In her appeal to resist proposals that “roll back protections” against the trans community, UN rights chief Michelle Bachelet insisted that wherever they live, their rights should be respected in law and in practice.
Speaking on Tuesday at the Copenhagen Human Rights Forum, Ms. Bachelet laid out what it means to be “truly included”, stating that “every country in the world” should recognize the gender of trans people “based on self-identification”.
Limited advances in legal protections
Although there “have been advances” in legal trans rights protections since Argentina’s “pioneering” law in 2012, only a “small minority of countries” have taken similar steps, the High Commissioner said.
She cautioned that where laws recognizing the gender of trans people do exist, they are often accompanied by “deeply abusive and humiliating requirements”, from forced sterilization to medical certification and divorce.
“That it is not by any means inclusive”, she underscored.
The right to safety
Ms.
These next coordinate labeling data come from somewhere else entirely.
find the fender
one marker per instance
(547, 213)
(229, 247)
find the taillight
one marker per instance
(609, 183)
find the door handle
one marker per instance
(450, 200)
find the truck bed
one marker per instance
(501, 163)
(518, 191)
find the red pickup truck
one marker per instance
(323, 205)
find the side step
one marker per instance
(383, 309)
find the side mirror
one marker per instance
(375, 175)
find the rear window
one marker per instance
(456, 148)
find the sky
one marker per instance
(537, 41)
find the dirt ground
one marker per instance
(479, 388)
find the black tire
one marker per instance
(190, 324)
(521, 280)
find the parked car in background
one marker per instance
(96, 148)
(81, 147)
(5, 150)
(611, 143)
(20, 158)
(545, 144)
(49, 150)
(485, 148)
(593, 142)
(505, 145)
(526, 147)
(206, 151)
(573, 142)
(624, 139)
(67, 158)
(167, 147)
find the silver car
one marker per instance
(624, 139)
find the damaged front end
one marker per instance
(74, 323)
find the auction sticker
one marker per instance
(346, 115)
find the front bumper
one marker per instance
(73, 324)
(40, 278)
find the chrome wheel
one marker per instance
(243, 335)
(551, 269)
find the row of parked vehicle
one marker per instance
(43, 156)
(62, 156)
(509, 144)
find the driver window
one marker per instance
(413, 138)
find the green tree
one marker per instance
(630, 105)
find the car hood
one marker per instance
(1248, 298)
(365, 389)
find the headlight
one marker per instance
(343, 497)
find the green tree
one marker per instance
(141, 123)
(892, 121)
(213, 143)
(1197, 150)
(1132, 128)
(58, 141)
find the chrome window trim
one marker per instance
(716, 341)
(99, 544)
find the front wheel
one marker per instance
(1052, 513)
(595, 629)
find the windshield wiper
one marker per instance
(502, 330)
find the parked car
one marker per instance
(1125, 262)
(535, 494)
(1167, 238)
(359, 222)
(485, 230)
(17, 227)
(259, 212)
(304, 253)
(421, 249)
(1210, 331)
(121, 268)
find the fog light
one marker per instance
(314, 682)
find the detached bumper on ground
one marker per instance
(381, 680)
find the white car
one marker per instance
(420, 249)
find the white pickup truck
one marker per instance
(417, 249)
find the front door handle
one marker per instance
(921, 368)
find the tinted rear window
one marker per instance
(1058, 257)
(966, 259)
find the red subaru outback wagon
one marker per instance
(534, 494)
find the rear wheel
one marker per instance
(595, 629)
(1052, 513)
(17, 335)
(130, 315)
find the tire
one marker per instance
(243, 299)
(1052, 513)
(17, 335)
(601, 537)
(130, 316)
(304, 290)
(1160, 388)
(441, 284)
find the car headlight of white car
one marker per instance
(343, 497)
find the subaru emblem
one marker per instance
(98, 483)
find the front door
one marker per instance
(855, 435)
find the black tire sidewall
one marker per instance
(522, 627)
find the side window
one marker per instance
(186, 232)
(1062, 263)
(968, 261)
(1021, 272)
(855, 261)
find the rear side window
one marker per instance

Bachalet welcomed that “more and more States” are taking “steps against hate crimes based on sexual orientation and gender identity” and noted that the law passed in Chile to address homophobic and transphobic crimes followed the killing and torture of Daniel Zamudio, a young gay man.
But, she warned that the reality “is still a systematic pattern of violence and abuse, even killings, for millions of LGBTI people around the world – with many crimes not even being investigated”.
No regime immune
The High Commissioner drew attention to a landmark case from Honduras in June, where the Inter-American Court of Human Rights ruled that the Honduran Government was responsible for the 2009 killing of a transgender woman.
And in the European Union, “more than half of LGBT people have reported threats and harassment”.
“No region is immune”, she said.
Violence and abuse can take many forms, from “harmful medical procedures on intersex children” and so-called “conversion therapy” targeted at lesbian, gay, bi and trans youth, she said.
Describing how young LGBTI people often face exclusion from their own families and communities, which can force them out of their homes and into a vicious circle of vulnerability, Ms Bachelet called for “urgent action to address abuses and hate crimes”.
Freedom to ‘be who you are’
The OHCHR official called for both freedom to “be who you are without fear of persecution” and “to love.”
She welcomed the progress made in over 70 countries to decriminalize consensual same-sex relations, but warned that 69 countries continue to have discriminatory laws used to “arrest, harass, blackmail, and exclude”, on the grounds of perceived sexual orientation or gender identity of individuals.
In five of these States, laws are so extreme that they include the death penalty.
Efforts to repeal all laws that “deny the basic humanity, dignity, and rights of people, must be accelerated”, said Ms. Bachelet.
“There is no inclusion without equal opportunities”, the High Commissioner said.
She pointed out that despite that more comprehensive national anti-discrimination laws are being adopted, “only one-third of countries ban discrimination based on sexual orientation”; just one in 10 against trans individuals, and only one in 20 against intersex people.
Paying tribute to LGBTI human rights defenders who, “often at great personal risk, work tirelessly so that many LGBTI people around the world”, the UN rights chief called for their increased support, particularly those who receive the least funding.